Two-component systems (TCS) play a very important role in the regulation of metabolism in Streptomyces species in response to different nutritional or environmental signals. Streptomyces are Gram-positive soil-dwelling filamentous bacteria with large genomes that have the ability to produce thousands of different secondary metabolites. Streptomyces genomes contain a large number of paired two-component systems (usually more than 70) and some additional orphan sensor kinases and response regulators. Several of these systems have been studied in detail in the model species Streptomyces coelicolor. Particular attention has been paid to the PhoR/PhoP and the orphan GlnR systems due to their relevance in the control of primary metabolism and secondary metabolite biosynthesis. The PhoP binding sequence in many phosphate regulated promoters is formed by 11 nucleotide direct-repeats. A cross-talk between PhoP and other global regulators such as AfsR or GlnR has been found. Other two-component systems, particularly AbsA1/AbsA2, also control antibiotic biosynthesis in S. coelicolor, while others control chitinase synthesis, stress responses or cellular differentiation. Finally, some orphan response regulators named atypical response regulators (e.g. RedZ in S. coelicolor and JadR1 in Streptomyces venezuelae) bind as ligands the final product of the antibiotic biosynthetic pathway and act as feedback regulators of the biosynthesis of these secondary metabolites.

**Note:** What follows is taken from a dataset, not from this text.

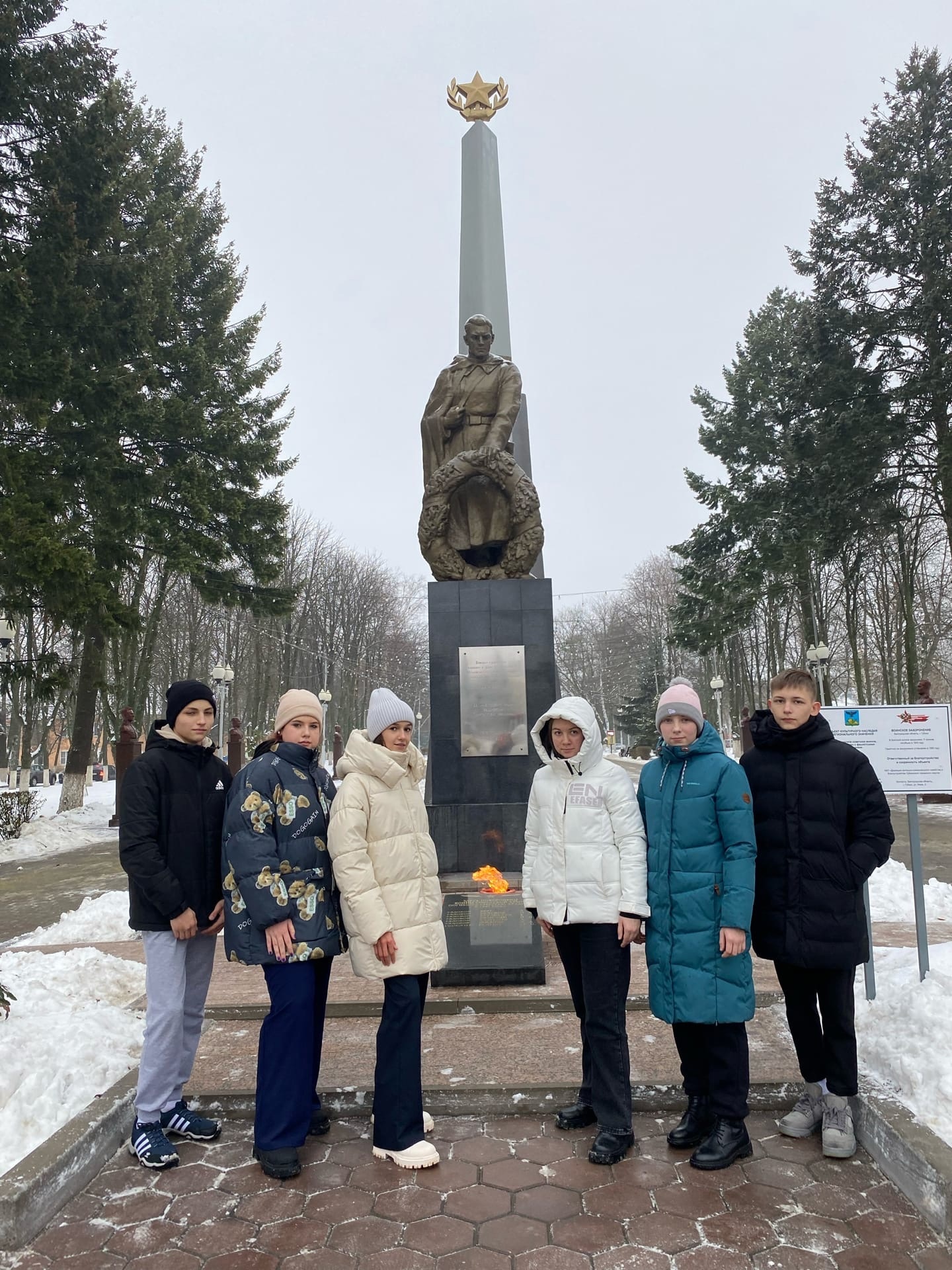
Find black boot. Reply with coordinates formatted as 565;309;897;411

16. The Rcs Phosphorelay: Biofilm Formation and Virulence in the Enterobacteriaceae

David J. Clarke

The Rcs phosphorelay is a complex signaling network that is restricted in distribution to the Enterobacteriaceae. The core Rcs phosphorelay is composed of 3 proteins: the sensor kinase RcsC, the HPt domain protein RcsD and the response regulator RcsB. In addition to these core components the Rcs phosphorelay also contains some auxiliary proteins that are involved in mediating the inputs to and outputs from this signaling pathway. Therefore RcsF is a lipoprotein involved in signal perception, IgaA inhibits the activity of the phosphorelay and RcsA is required for the expression of some of the genes that are regulated by the phosphorelay. Whilst initially identified as a positive regulator of capsule production in Escherichia coli the Rcs phosphorelay is now recognized as a key regulator of motility, biofilm formation and virulence in many members of the Enterobacteriaceae.

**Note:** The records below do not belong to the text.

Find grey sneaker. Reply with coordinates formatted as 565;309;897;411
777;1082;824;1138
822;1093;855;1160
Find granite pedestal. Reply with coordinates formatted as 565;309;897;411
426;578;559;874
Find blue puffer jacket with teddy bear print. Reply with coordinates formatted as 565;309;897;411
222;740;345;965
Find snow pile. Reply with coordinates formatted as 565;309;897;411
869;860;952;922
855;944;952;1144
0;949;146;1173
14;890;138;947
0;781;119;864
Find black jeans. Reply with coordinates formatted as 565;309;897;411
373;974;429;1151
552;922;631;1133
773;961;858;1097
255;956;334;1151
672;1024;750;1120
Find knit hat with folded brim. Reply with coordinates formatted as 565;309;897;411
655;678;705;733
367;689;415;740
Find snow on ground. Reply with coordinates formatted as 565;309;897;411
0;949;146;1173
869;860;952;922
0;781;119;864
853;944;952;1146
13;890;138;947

17. Chemotactic Signal Transduction in Helicobacter pylori

Paphavee Lertsethtakarn, Jenny Draper and Karen M. Ottemann

The gastric pathogenic bacterium Helicobacter pylori has a relatively simple chemotaxis system, with four chemoreceptors plus a set of signal transduction proteins consisting of the CheA kinase, CheW and CheV coupling proteins, a CheY response regulator, the CheZ phosphatase and an unusual protein termed ChePep. H. pylori chemotaxis response has proved challenging to study, but studies have established that H. pylori uses its chemotaxis system to move away from low pH and autoinducer-2, and to respond to cellular energy status along with several chemicals . During stomach infection, H. pylori chemotaxis plays multiple roles including promoting early infection and critical epithelial interactions that drive a wild-type immune response.

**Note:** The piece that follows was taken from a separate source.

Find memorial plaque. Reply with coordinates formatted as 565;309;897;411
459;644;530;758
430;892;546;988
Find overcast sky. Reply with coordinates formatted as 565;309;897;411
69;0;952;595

18. Two-component Regulators in the Vibrio fischeri-Euprymna scolopes Symbiosis

Valerie A. Ray and Karen L. Visick

The symbiotic relationship between the marine bioluminescent bacterium Vibrio fischeri and its host, the Hawaiian bobtail squid Euprymna scolopes, depends upon the ability of the two partners to sense and respond to each other. V. fischeri colonizes a specialized squid organ called the light organ in three general stages: initiation, accommodation, and persistence. To respond to the different environments encountered during these stages of colonization, V. fischeri utilizes specialized two-component signal transduction systems to regulate processes such as biofilm formation, motility and chemotaxis, and luminescence. In this chapter, we discuss in detail the two component systems that regulate these processes and how they impact successful colonization of the squid host.